The Presidential Vaccine Manufacturing Committee says Ghana will need $200 million to fully manufacture COVID-19 vaccines in Ghana.
The Committee led by Professor Kwabena Frimpong Boateng says the project will be a private-public partnership arrangement aimed at getting all involved.
Speaking at a stakeholder workshop for members of the Presidential Press Corps in Accra, Professor Kwabena Frimpong Boateng said some local pharmaceutical companies are already on board to begin the process.
“The consortium of three pharmaceutical companies; DANADAMS, Ernest Chemists and Kinapharma have gone ahead to pay a deposit for a plant so that we can produce the vaccine in Ghana. But if we want to do that, you have to order the equipment, but if you place an order, it takes 14 months before it is delivered. The installation, tech-transfer, bulk supply of vaccines from elsewhere will take about two years.”
“What is happening now is that our partners from Germany have helped us to locate a plant that was delivered to a company in Europe, but they did not use it. We know where it is, that is why the government has given an off-take to place an order for that plant. We hope that it will arrive by end of this year, installed, and then by next year we will be able to do a fit and finished vaccine in Ghana”, he added.
National Vaccine Institute
The government of Ghana is set to invest some US$25 million as seed money towards the establishment of a National Vaccine Institute to spearhead the country’s efforts at producing vaccines locally.
The President, Nana Addo Dankwa Akufo-Addo, disclosed this during his 26th update on measures taken by the government to reduce the rising cases of COVID-19 in the country.
He pointed out that the establishment of the institute forms part of recommendations by a committee established by the government to formulate a concrete plan for vaccine development and manufacturing in Ghana.
“We must be self-sufficient in this regard in the future, and prepare ourselves better to deal with any such occurrences in the future.

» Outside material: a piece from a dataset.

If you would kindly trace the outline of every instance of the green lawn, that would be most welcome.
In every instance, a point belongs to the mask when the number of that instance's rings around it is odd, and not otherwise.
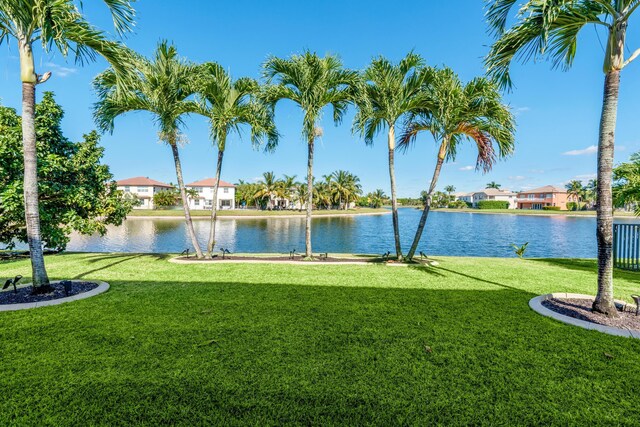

To this end, the Committee I established, under the leadership of the world-renowned Ghanaian scientist, Professor Kwabena Frimpong Boateng, to investigate Ghana’s potential as a vaccine manufacturing hub, to meet national and regional needs, has presented its preliminary report which, amongst others, recommends the establishment of a National Vaccine Institute to spearhead this development.”

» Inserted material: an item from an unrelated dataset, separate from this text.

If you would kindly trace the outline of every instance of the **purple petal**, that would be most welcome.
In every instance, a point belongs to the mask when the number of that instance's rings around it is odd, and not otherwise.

The Institute, according to the President, will be charged with delivering six clear mandates:
1. Establishing local vaccine manufacturing plants;
2. Deepening Research & Development (R&D) for vaccines in Ghana;
3. Upgrading and strengthening the FDA;
4. Forging bilateral and multilateral partnerships for vaccine manufacturing in various areas, such as funding, clinical trials, technology transfer, licensing, and assignment of intellectual property rights;
5. Building the human resource base for vaccine discovery, development, and manufacture; and
6. Establishing a permanent national secretariat to coordinate vaccine development and manufacture
The President has already admitted that the country is facing challenges with its vaccination programme due to the difficulty in getting access to COVID-19 vaccines.
He had earlier explained that the global politics on manufacturing, procurement and distribution is making the situation even more difficult.
The new Institute is thus expected to tackle government’s difficulty in procuring vaccines for the populace in Ghana and beyond the near future.